I don't think that "Fake GUIDs" may affect the post syndication routine. The "Fake GUIDs" option is a run-time only and it affects your own feeds only. When it's enabled, all the post GUID's it your feed get cloaked. When disabled, the actual post GUID's in the feed will be shown (this may reveal the original post source to search engines).
6:27 am
Okay, so with Fake GUID's enabled and duplicates check set to GUID only, my database was flooded with duplicates. So I guess the system has a hard time comparing the Fake GUID's to the actual GUID's. Does he 'remember' the original GUID's of each post? If not, then this result isn't surprising.
Could it be that my site's having so much duplicates because it has a giant database (10.000+ posts)? In that case, wouldn't it be handy to have a setting to limit the search for duplicates to a period, e.g. max. 1 week ago, 1 month ago, etc.
Right now, I have set duplicates check to 'title only' since that seemed to give the best results before. I will let you know how it goes...

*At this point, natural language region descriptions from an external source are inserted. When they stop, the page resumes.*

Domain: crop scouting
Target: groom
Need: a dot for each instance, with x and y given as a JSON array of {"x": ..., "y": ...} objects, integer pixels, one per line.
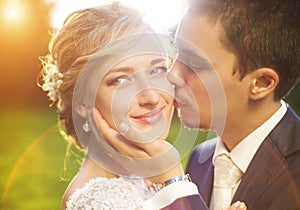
[{"x": 251, "y": 48}]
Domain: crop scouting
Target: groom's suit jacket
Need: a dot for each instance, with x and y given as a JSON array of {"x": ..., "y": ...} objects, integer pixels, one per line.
[{"x": 272, "y": 180}]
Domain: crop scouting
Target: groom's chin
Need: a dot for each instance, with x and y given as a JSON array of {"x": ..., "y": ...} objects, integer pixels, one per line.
[{"x": 189, "y": 122}]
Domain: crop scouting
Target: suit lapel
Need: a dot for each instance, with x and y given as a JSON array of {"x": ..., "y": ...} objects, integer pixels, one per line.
[
  {"x": 269, "y": 161},
  {"x": 264, "y": 168}
]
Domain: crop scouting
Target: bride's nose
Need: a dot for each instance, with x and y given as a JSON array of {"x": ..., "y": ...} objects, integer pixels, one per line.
[{"x": 148, "y": 97}]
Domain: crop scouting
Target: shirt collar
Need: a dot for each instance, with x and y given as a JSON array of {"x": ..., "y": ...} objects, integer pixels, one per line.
[{"x": 244, "y": 152}]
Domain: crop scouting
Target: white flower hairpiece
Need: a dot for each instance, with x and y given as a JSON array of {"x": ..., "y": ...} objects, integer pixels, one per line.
[{"x": 52, "y": 81}]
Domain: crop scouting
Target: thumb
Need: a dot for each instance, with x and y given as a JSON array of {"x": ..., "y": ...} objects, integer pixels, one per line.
[{"x": 137, "y": 136}]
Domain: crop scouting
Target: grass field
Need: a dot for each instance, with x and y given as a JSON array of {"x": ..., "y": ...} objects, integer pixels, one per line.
[{"x": 32, "y": 154}]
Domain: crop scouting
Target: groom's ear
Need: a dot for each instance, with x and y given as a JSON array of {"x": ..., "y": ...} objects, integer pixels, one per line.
[{"x": 264, "y": 82}]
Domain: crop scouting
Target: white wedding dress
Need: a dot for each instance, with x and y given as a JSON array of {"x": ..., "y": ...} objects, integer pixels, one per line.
[{"x": 115, "y": 193}]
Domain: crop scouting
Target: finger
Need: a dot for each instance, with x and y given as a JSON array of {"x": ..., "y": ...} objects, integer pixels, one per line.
[
  {"x": 151, "y": 145},
  {"x": 117, "y": 141}
]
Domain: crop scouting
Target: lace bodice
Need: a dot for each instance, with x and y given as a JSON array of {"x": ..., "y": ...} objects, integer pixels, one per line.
[{"x": 116, "y": 193}]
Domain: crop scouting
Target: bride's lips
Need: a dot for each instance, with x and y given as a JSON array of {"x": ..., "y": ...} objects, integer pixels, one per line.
[{"x": 150, "y": 117}]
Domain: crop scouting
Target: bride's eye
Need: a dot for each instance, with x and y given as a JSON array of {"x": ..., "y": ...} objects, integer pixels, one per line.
[
  {"x": 121, "y": 80},
  {"x": 158, "y": 71}
]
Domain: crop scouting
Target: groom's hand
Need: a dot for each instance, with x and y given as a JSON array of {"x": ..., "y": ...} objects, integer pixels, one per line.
[{"x": 122, "y": 144}]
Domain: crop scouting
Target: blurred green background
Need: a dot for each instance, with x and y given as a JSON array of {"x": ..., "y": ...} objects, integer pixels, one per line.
[{"x": 32, "y": 152}]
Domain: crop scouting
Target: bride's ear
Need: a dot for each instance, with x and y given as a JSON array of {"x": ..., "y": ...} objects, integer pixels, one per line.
[
  {"x": 264, "y": 82},
  {"x": 82, "y": 111}
]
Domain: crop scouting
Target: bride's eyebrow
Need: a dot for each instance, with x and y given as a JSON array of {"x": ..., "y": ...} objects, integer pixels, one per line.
[
  {"x": 125, "y": 69},
  {"x": 157, "y": 60}
]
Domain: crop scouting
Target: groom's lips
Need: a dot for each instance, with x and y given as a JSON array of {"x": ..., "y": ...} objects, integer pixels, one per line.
[{"x": 150, "y": 117}]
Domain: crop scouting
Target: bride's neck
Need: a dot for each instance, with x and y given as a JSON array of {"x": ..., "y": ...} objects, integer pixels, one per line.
[{"x": 95, "y": 170}]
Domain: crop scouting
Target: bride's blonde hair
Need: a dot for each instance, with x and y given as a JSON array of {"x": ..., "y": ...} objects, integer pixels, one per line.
[{"x": 84, "y": 32}]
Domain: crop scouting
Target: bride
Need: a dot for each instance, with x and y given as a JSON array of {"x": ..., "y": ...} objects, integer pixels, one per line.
[{"x": 108, "y": 62}]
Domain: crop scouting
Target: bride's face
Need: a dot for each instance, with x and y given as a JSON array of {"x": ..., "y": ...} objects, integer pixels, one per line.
[{"x": 136, "y": 90}]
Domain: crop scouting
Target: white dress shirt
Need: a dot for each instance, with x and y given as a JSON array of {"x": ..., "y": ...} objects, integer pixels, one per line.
[{"x": 241, "y": 155}]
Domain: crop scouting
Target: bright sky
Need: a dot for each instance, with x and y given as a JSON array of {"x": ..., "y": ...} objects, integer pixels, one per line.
[{"x": 160, "y": 13}]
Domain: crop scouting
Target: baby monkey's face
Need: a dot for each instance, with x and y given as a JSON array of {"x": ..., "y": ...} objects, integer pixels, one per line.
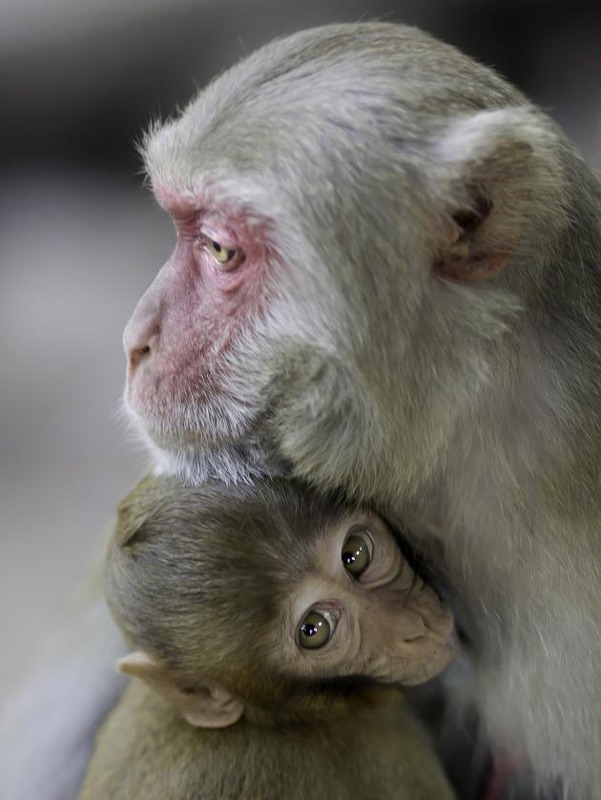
[{"x": 360, "y": 609}]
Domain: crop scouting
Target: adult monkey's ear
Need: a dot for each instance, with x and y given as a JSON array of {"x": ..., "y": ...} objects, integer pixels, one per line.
[
  {"x": 202, "y": 706},
  {"x": 494, "y": 163}
]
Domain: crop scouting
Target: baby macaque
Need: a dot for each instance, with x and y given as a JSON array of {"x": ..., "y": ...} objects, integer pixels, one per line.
[{"x": 270, "y": 632}]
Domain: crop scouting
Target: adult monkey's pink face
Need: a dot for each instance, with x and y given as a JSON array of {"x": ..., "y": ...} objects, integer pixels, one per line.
[{"x": 319, "y": 191}]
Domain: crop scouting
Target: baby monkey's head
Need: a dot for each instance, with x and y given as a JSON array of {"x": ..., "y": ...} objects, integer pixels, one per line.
[{"x": 259, "y": 596}]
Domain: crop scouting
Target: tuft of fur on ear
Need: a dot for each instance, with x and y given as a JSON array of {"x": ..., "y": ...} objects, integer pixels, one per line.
[
  {"x": 495, "y": 163},
  {"x": 203, "y": 706}
]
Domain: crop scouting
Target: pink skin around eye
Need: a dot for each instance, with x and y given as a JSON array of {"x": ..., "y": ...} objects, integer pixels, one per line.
[{"x": 191, "y": 314}]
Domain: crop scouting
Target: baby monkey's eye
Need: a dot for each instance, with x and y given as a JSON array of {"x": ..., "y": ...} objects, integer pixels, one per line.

No, the plugin does not compare any fake GUID's and they are not stored anywhere. As I said above it's just a run-time thing. When fake GUID's are enabled and when your RSS feed is get rendered (e.g. when somebody opened yoursite.com/feed in the browser) the plugin replaces the actual syndicated post GUID's by fake ones. It does not change anything in database and it does not use these fake GUID's anywhere else.